Çünkü bu başvuru olanağı kaldırıldığında, hak ihlalinden şikayet edenler Avrupa İnsan Hakları Mahkemesi’ne gidecekler.
O konuda Cumhurbaşkanı’nın, Balyoz başvurularının Anayasa Mahkemesi’nde kabul edilmesinin ardından söylediklerini hatırlarsak, nasıl bir yol izleyeceğini de görebiliriz.
Şöyle diyordu: “AİHM lehlerine bile karar verse biz Türkiye olarak belli bir bedel öderiz, yine orada kalmaya devam ederler. Olayın aslı bu. Yani içeriden çıkamazlardı.”
Yani diyor ki “money talks”! Neyse parasını verir, içeride tutmaya devam eder!
———————————–
 
Kopyacı hakimlerin verdiği kararlar
 
Adalet Bakanlığı müfettişlerinin yaptığı bir inceleme, 2013 yılındaki idari yargı sınavında 49 idari yargı hakim adayının kopya çektiğini ortaya koydu.
Adayların matematik sınavında soruları önceden öğrendikleri iddia ediliyor.
Bununla ilgili olarak savcılığa suç duyurusunda da bulunulmuş.
Daha önce de HSYK, kopya çektiği belirlenen 36 hakim adayının mesleğe kabul kararını kaldırmıştı.
AKP iktidarı döneminde nasıl bir ülke haline getirildiğimizin göstergesi bu.
Yargıç olup, adalet dağıtacağına güvenmemiz gereken insanlar, daha yola çıkarken kopya çekiyorlar, başkalarının haklarını çalıyorlar.
Eğer, Fethullahçılar ile AKP’nin arası bozulmamış olsaydı, bu insanlar hakimlik yapmaya da devam edeceklerdi.

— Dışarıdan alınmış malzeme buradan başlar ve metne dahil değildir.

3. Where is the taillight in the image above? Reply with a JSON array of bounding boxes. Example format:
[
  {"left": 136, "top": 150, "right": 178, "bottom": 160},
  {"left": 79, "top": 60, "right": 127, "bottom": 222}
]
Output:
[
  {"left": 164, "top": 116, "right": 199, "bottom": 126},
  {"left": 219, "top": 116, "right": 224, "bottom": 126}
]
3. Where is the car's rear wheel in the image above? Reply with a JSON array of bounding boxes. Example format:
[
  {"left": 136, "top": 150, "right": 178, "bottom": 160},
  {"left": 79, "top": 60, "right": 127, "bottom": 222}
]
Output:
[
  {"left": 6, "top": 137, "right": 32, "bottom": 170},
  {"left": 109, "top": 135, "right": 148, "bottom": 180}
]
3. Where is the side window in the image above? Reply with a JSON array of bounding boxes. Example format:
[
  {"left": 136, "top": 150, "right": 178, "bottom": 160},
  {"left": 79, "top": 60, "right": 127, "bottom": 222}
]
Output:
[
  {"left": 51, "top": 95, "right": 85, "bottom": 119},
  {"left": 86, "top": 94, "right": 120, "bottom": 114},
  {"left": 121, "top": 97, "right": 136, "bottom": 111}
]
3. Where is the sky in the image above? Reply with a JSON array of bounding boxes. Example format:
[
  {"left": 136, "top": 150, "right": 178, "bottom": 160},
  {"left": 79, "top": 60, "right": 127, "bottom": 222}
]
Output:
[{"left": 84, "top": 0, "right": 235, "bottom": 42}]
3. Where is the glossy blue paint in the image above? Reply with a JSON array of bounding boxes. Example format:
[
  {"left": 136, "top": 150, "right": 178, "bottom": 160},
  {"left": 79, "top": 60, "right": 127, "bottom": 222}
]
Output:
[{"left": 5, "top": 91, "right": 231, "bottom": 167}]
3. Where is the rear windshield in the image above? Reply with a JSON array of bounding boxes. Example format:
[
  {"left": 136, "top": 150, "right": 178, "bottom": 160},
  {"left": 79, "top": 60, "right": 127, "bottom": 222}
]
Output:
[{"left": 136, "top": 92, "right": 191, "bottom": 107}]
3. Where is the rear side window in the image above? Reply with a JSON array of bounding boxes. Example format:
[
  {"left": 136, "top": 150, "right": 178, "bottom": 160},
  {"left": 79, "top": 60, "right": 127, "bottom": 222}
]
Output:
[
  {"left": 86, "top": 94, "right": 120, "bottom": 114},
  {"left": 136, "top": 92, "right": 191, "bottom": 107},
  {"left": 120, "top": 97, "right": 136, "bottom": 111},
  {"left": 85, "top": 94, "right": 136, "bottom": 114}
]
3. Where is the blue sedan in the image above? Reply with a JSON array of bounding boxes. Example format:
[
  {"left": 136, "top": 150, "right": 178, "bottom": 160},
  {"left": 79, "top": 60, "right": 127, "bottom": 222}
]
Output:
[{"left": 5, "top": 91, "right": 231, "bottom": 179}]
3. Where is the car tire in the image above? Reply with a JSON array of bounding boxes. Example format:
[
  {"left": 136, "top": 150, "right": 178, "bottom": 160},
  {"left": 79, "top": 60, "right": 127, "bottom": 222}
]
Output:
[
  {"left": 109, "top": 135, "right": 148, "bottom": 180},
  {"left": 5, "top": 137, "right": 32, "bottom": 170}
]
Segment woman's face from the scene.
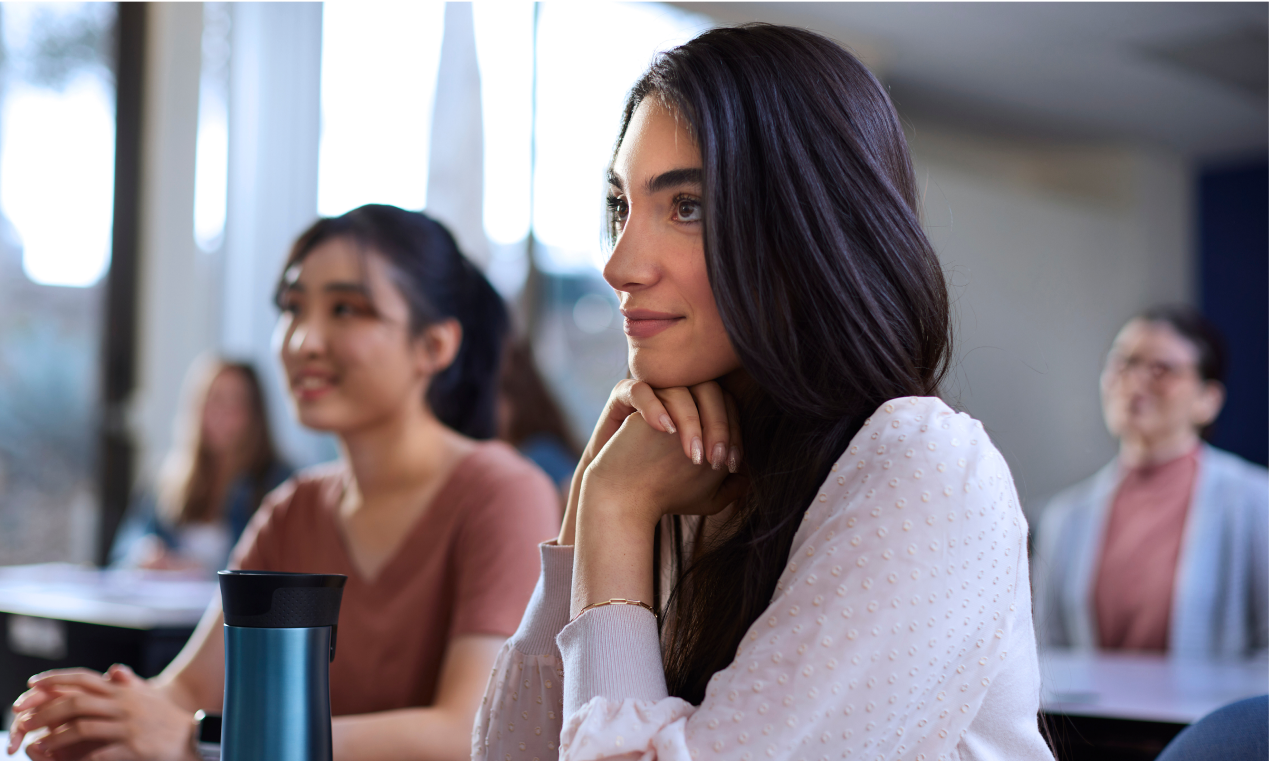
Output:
[1101,320,1225,443]
[202,369,251,454]
[274,237,448,434]
[604,96,740,388]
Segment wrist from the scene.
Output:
[576,472,661,540]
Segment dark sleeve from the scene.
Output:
[230,481,296,571]
[449,455,560,638]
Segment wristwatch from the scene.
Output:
[189,709,221,761]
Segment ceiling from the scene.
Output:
[675,0,1269,160]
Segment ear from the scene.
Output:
[1193,381,1225,429]
[414,317,463,377]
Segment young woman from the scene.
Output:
[472,25,1052,761]
[11,205,558,761]
[112,356,291,573]
[1036,307,1269,660]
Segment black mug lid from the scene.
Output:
[217,571,348,629]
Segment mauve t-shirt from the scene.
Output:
[230,441,560,715]
[1093,448,1200,652]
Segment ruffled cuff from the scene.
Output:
[511,542,572,656]
[556,605,669,717]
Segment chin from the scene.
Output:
[629,353,725,388]
[292,402,346,433]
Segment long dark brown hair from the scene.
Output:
[157,356,278,526]
[609,24,950,703]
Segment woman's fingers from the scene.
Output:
[722,392,744,473]
[624,381,678,434]
[688,381,731,471]
[14,693,123,732]
[27,668,114,695]
[645,387,706,465]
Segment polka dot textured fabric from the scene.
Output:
[473,398,1052,761]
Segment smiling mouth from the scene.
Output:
[622,309,687,339]
[291,375,335,402]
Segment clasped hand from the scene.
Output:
[561,381,745,544]
[8,666,193,761]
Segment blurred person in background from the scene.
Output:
[110,356,291,573]
[497,340,581,493]
[10,205,560,761]
[1032,306,1269,658]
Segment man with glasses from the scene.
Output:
[1032,307,1269,658]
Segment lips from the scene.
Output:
[622,309,685,339]
[291,370,336,402]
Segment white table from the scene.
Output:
[0,563,217,629]
[1041,651,1269,724]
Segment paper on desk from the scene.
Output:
[0,563,216,629]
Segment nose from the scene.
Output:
[604,214,660,293]
[279,309,326,359]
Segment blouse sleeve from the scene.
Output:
[558,398,1038,761]
[472,543,572,761]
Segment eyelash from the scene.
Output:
[607,195,700,223]
[673,195,700,224]
[608,195,628,221]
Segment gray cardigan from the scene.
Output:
[1032,445,1269,658]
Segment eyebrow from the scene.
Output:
[283,280,371,297]
[608,166,704,193]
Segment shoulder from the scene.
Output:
[254,462,348,524]
[830,397,1008,488]
[1199,444,1269,510]
[1041,460,1118,533]
[806,397,1022,540]
[452,441,558,514]
[1199,444,1269,483]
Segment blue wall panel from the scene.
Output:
[1198,160,1269,464]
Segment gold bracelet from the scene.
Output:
[572,597,660,620]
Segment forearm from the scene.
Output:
[571,498,656,618]
[331,708,475,761]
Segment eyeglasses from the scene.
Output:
[1107,353,1197,383]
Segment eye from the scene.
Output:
[608,195,631,224]
[674,197,703,222]
[278,296,301,316]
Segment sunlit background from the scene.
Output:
[0,0,1269,564]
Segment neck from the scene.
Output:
[340,405,462,504]
[718,368,763,410]
[1119,429,1199,468]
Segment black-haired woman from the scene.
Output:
[13,205,558,761]
[473,25,1052,761]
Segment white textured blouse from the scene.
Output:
[472,397,1052,761]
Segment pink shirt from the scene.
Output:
[1094,448,1199,651]
[472,398,1052,761]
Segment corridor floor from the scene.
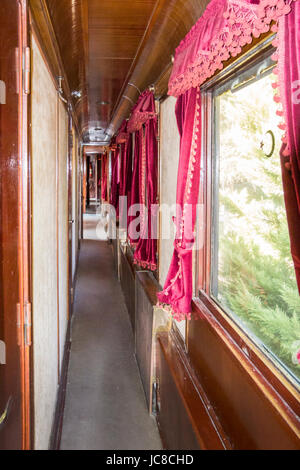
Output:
[61,222,161,450]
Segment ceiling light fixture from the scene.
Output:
[96,101,110,106]
[72,91,82,99]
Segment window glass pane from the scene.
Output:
[212,66,300,379]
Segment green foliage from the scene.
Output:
[217,73,300,378]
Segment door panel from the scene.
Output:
[0,0,26,449]
[68,113,75,316]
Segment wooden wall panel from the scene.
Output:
[31,34,58,449]
[58,101,69,367]
[135,271,159,411]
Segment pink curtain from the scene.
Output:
[158,0,300,320]
[158,88,201,320]
[134,119,158,271]
[128,129,143,245]
[110,148,120,216]
[275,1,300,292]
[120,130,132,222]
[169,0,299,96]
[127,90,158,271]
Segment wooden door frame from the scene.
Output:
[17,0,33,450]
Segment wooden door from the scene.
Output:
[0,0,31,450]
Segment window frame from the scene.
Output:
[196,35,300,413]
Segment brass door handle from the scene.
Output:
[0,397,13,429]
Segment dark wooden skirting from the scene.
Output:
[157,331,231,450]
[120,246,135,332]
[111,238,119,277]
[135,271,159,412]
[49,319,71,450]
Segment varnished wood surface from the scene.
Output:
[157,332,231,450]
[188,301,300,450]
[30,0,209,141]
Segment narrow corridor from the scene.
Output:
[61,220,161,450]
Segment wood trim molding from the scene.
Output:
[157,330,231,450]
[29,0,81,136]
[193,293,300,436]
[49,319,72,450]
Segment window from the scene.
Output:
[203,46,300,382]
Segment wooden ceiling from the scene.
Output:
[30,0,208,143]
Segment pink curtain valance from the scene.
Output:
[127,90,156,133]
[116,119,130,144]
[169,0,298,96]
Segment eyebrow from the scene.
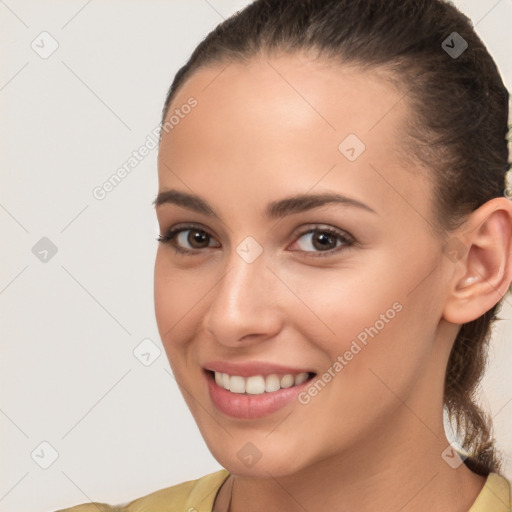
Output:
[153,189,377,219]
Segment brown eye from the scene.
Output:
[157,226,220,254]
[294,228,354,256]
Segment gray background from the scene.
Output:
[0,0,512,512]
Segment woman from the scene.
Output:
[57,0,512,512]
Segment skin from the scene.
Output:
[155,55,512,512]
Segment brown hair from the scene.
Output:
[158,0,510,475]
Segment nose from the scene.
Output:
[203,247,283,347]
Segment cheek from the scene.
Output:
[154,248,210,346]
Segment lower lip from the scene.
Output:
[206,372,311,420]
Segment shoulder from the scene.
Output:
[469,473,512,512]
[55,469,229,512]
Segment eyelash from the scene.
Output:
[156,225,356,258]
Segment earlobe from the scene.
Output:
[443,197,512,324]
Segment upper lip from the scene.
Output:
[203,361,314,377]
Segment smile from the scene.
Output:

Bu bugün ortaya çıkıyor ama unutmayın ki bu sınavlarda haksızlık yapıldığı, soruların çalındığı, kopya çekildiği iddiaları o vakit de biliniyordu ama araları iyi olduğu için hükümet kılını kıpırdatmıyordu.
Tabii bu sözde hakimlerin, karar verdikleri dosyalarda ne tür haksızlıklar yaptıkları, cemaat ya da iktidar çıkarına nasıl haksız kararlar vermiş olduklarını hiçbir zaman öğrenemeyeceğiz.
Çünkü o zaman zülfü yâre dokunan bilgiler ortaya çıkabilir, bunu da hükümet elbette istemez.
HSYK, haftada bir bana tekzip gönderip, tarafsız olduğunu iddia ediyor.
Hadi buyurun, tarafsızlığınızı kanıtlama fırsatı çıktı.
Bu hakimler hangi kararlara imza attılar, kimlerin haklarını yediler, kimlere menfaat sağladılar?
Bir soruşturma yapın ve dürüstçe açıklayın, ne dersiniz?